Altre intelligenti forme di contaminazione, Franco Battiato compositore e Manlio Sgalambro filosofo: dalla loro collaborazione è emersa una splendida musica alternativa. Dietro ogni canzone, anche quelle più celebri, da Centro di gravità permanente a E ti vengo a cercare, c’è un universo filosofico-spirituale che fa da matrice e rivela un cammino interiore che lo stesso cantautore illustra così: se vogliamo usare la cronologia, prima viene l’India, quindi il misticismo indiano, il sufismo con lo studio della lingua araba, poi il buddismo, con maestri di viaggio verso il rifugio in una spiritualità che è diventata musica, e poi l’ebbrezza dei mistici cristiani, i Padri del deserto e del Monte Athos: tutti sono colonne portanti.
Scrive nel brano L’ombra della luce: «Difendimi dalle forze contrarie / la notte, nel sonno quando non sono cosciente, / quando il mio percorso si fa incerto. / E non abbandonarmi mai». Mentre nella celeberrima La cura (tratta da Fisiognomica), è ripreso il motivo “sapienziale” dell’amore all’interno di un’ottica ideale: «Più veloci di aquile i miei sogni / attraversano il mare. // Ti porterò soprattutto il silenzio e la pazienza. / Percorreremo assieme le vie che portano all’essenza. / I profumi d’amore inebrieranno i nostri corpi, / la bonaccia d’agosto non calmerà i nostri sensi. // Tesserò i tuoi capelli come trame di un canto. / Conosco le leggi del mondo, e te ne farò dono. // Supererò le correnti gravitazionali, / lo spazio e la luce per non farti invecchiare. // Ti salverò da ogni malinconia, / perché sei un essere speciale ed io avrò cura di te…».

L’ardua e sempre difficile arte del poetare sa essere anche emblematica come un gesto antico: dà il senso dell’immemorabile lunga durata e nello stesso tempo dell’immediato quotidiano che in essa si ingloba, irripetibile granello nel deserto, che contiene il deserto.

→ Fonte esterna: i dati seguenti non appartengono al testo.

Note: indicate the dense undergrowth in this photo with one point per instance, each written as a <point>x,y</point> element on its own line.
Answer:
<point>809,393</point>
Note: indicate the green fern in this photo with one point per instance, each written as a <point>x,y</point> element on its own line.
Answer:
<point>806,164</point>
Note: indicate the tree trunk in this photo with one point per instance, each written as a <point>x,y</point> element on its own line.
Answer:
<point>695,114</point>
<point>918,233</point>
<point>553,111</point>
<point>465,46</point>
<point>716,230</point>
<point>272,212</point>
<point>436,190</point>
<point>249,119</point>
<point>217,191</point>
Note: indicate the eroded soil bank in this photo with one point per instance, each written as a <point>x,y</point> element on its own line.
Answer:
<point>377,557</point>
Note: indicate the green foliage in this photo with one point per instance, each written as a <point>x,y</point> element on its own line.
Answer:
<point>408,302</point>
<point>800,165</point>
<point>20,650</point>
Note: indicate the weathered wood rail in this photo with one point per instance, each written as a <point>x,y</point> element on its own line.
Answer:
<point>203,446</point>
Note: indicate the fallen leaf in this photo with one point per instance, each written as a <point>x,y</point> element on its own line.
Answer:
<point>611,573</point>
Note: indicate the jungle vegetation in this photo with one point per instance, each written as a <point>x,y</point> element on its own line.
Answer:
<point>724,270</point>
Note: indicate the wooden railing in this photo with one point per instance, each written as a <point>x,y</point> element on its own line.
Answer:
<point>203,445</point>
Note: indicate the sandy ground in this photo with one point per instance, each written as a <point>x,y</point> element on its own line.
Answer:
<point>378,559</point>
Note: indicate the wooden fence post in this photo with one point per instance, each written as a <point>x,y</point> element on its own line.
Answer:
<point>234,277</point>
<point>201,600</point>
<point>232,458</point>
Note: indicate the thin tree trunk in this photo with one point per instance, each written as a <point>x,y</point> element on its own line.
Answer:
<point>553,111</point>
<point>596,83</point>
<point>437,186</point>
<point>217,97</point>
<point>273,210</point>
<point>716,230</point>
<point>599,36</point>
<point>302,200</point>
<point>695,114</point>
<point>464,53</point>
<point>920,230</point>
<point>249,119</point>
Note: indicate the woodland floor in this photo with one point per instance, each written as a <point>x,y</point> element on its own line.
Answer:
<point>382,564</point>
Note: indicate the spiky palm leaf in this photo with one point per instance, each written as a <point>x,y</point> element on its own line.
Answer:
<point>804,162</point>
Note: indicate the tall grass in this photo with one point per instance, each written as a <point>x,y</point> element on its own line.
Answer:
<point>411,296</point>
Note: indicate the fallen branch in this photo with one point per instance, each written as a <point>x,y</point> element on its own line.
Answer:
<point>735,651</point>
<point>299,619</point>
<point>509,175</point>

Oggi come oggi, la lirica fa i conti con un’estrema frammentazione, complessità e caoticità del nostro presente, assumendole nelle proprie forme in tutta la loro aggrovigliata indecifrabilità, ma inserisce l’istantanea storica nel lungo respiro del tempo geologico, delle epoche, delle ere. In questo sentire e nella sua espressione, (come nelle cicatrici, nelle rughe e nelle pieghe che segnano la storia dell’uomo), consiste la sua classicità.
Ha scritto Zanzotto che la poesia nasce dall’amore per le cose, dal desiderio di celebrarle; certo, non da ottimismo, ma tuttavia da calda speranza, da una vita che anima su tutto e oltretutto la vicenda millenaria dell’uomo. Ecco: anche questi pensieri sono poesia.